In this example, and on this particular day, the applicable interest rate is 8.50% and the closing price of the shares is $20.51.

Accordingly, the interest payable by you (which is deducted from your Online Investor Account) for the CFD position for this particular day would be $23.88 (5,000 shares x $20.51 x 8.50% / 365)

Each day's interest calculation will be different as the applicable interest rate and the closing value of the CFD will vary.

Dividend Adjustments

In late July your CFD position is still open at the WOW ex-dividend date. The amount of the ordinary cash dividend is 24c per share.

The dividend payment of $1,200.00 (5,000 shares x $0.24) is credited to your Online Investor Account.

Closing the Position

By August WOW's share price has risen and is quoted at $20.94/$20.95 on the ASX. You decide to take your profit by closing out your CFD.

You place a Market Order to sell effectively 5,000 shares and Macquarie accepts your Market Order at $20.94

You have held the position for 21 days.

The Trading Fee payable on the Close-Out of the CFD is 0.16% or $167.52 (5,000 shares x $20.94 x 0.16%)

Calculating the Overall Result

To calculate the overall profit on the CFD transaction you have to take into account the opening and closing value of the CFD as well as the fees you have paid and the interest and dividend adjustments that have been credited and debited. The summary below sets out the profits and losses attributable solely to the price variation between the opening and Close-Out of the CFD and does not include any fees or charges.*

Opening Contract Value ($100,500.00)
Closing Contact Value $104,700.00
Profit / (Loss) $4,200.00
Trading Fee ($328.23)
Interest Adjustment ($501.48)
Dividend Adjustment $1,200.00
Overall Profit / (Loss) $4,570.20

Illustrative figures only. Actual figures may differ materially.

* The interest adjustment is an estimate based on an average closing price of $20.51 for the duration of the CFD contract.

Example 2: Short CFD Position

Opening the Position

It is early February and you decide XYZ shares are looking expensive. XYZ shares are quoted at $3.80/3.81 on the ASX, and you place a Market Order to enter into a CFD to take a short position (i.e. effectively "sell") 20,000 XYZ shares. Macquarie accepts your Market Order at $3.80.

The Collateral Rate for XYZ is 5%. The Required Collateral Amount for this trade is $3,800 (20,000 shares x $3.80 x 5%).

The Trading Fee applicable to opening the CFD position is 0.16% or $121.60 (20,000 shares x $3.80 x 0.16%).

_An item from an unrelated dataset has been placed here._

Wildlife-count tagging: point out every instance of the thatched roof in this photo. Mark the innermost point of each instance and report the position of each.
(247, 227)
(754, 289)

Below is an outline of the main cash flows arising from the CFD that may occur while your CFD position remains open:

Interest Adjustments

As the short party, you will receive interest where the CFD is held open overnight. The interest that you receive on your open short CFD position is calculated daily, by applying the applicable interest rate to the CFD Value at the relevant Closing Time. The CFD Value is the number of shares multiplied by the Reference Security Price.

In this example, and on this particular day, the applicable interest rate is 3.50% and the closing price of the shares is $3.86.

The interest paid to you (which is credited to your Online Investor Account) for the position for this particular day would be $7.40 (20,000 shares x $3.86 x 3.50% / 365)

Each day's interest calculation will be different as the applicable interest rate and the closing CFD value will vary.

Dividend Adjustments

XYZ does not pay a dividend during the period your CFD is open.

Closing the Position

By late February XYZ’s share price has risen and is quoted at $3.95/$3.96 on the ASX. You decide to cut your losses. To Close-Out your position you place a Market Order to effectively buy 20,000 shares. Macquarie accepts your Market Order at $3.96.

You have held the CFD position for 22 days.

The Trading Fee applicable to the Close-Out of the CFD is 0.16% or $126.72 (20,000 shares x $3.96 x 0.16%)

Calculating the Overall Result

To calculate the overall profit on the CFD transaction you have to take into account the opening and closing value of the CFD as well as the fees you have paid and the interest and dividend adjustments that have been credited and debited.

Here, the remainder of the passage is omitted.